Limitations & Future Work

  • The authors admit the auxiliary class threshold is heuristic—the specific wording of the pseudo-class prompt affects results, and no systematic prompt sensitivity analysis was provided.
  • It requires full training for 150 epochs to obtain the SEI trajectory, which is much costlier than single forward pass methods (SIMIFEAT/DEFT). There is no discussion on whether "early stopping + partial integration" still maintains performance.
  • Evaluations are focused on medical (+ CIFAR-100N) datasets. There is no comparison on large-scale natural image noise benchmarks (e.g., Clothing1M, WebVision), making it unclear if SEI maintains leadership over general methods like LEMoN/DEFT in the natural domain.
  • Detected samples are only discarded; the study does not explore re-labeling or sample re-weighting to fully utilize mislabeled information.
  • vs. AUM (Pleiss et al., 2020): AUM uses "logit margin" accumulated over training and relies on implanted known mislabeled samples as anchors. SEI uses "signed entropy" and pseudo-classes. SEI's advantage lies in merging magnitude and direction into one scalar.
  • vs. O2U-Net / CORES (Loss-based): These rely on loss magnitude, but hard clean samples also exhibit high loss. SEI's sign bit naturally separates them.
  • vs. SIMIFEAT / DEFT / LEMoN (Pre-trained feature based): These methods perform detection without training the target model. While effective in the natural domain, they fail in medical domains where CLIP representations are weak.

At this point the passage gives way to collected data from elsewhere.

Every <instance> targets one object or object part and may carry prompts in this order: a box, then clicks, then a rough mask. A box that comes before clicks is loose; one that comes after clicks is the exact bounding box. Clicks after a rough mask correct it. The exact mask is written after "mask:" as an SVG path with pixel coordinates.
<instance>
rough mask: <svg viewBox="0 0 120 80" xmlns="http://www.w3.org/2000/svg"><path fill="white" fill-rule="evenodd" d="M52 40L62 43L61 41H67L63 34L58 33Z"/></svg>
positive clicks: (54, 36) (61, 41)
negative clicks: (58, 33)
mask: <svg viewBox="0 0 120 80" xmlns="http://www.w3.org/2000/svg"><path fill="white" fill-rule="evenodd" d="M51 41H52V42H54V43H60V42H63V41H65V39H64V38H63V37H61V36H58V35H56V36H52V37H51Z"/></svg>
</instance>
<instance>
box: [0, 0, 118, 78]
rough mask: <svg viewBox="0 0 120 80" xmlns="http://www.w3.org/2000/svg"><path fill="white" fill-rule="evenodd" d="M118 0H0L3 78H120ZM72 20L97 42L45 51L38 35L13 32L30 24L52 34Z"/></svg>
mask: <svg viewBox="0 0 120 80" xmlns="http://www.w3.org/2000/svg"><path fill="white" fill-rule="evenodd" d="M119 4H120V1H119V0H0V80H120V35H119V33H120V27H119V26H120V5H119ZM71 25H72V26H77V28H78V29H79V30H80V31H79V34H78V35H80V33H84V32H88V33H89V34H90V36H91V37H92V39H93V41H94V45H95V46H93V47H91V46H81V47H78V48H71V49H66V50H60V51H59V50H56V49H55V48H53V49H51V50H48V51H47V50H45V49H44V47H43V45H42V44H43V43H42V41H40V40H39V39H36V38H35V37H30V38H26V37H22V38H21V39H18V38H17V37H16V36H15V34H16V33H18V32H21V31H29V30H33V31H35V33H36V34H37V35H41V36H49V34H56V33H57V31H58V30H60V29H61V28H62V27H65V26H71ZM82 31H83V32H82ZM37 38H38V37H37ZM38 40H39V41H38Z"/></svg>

SEI treats CLIP as a fine-tuneable backbone and leverages the dynamics of the entire trajectory, thus outperforming them.

Rating

  • Novelty: ⭐⭐⭐⭐ Not a revolutionary architecture, but "adding a sign bit to entropy" is a precise and clever fix for a fundamental blind spot.
  • Experimental Thoroughness: ⭐⭐⭐⭐ Three medical datasets, two noise types, five noise rates, real-world clinical data, CIFAR-100N, and extensive ablations. Missing large-scale natural image noisy label benchmarks.

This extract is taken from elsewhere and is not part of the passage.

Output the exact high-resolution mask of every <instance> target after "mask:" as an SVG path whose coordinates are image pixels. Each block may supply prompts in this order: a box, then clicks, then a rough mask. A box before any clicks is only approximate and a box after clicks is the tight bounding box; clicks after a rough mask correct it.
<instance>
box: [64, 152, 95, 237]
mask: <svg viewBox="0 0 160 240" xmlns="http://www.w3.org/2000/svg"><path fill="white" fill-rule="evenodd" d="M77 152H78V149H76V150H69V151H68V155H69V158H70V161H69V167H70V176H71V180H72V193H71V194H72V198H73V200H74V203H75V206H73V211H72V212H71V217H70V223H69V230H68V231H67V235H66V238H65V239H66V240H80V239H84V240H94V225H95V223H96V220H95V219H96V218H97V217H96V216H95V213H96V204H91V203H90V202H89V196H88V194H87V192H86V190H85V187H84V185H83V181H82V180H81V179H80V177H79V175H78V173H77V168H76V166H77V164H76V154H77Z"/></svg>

  • Writing Quality: ⭐⭐⭐⭐ Logical progression of motivations (Entropy \(\rightarrow\) Failure \(\rightarrow\) Direction \(\rightarrow\) Time \(\rightarrow\) Threshold). Figures 1-4 clearly illustrate SEI's separation capability.
  • Value: ⭐⭐⭐⭐ Plug-and-play, zero extra components, SOTA, open-source code. Immediate engineering value for medical imaging and a new "signed dynamics" perspective for the field.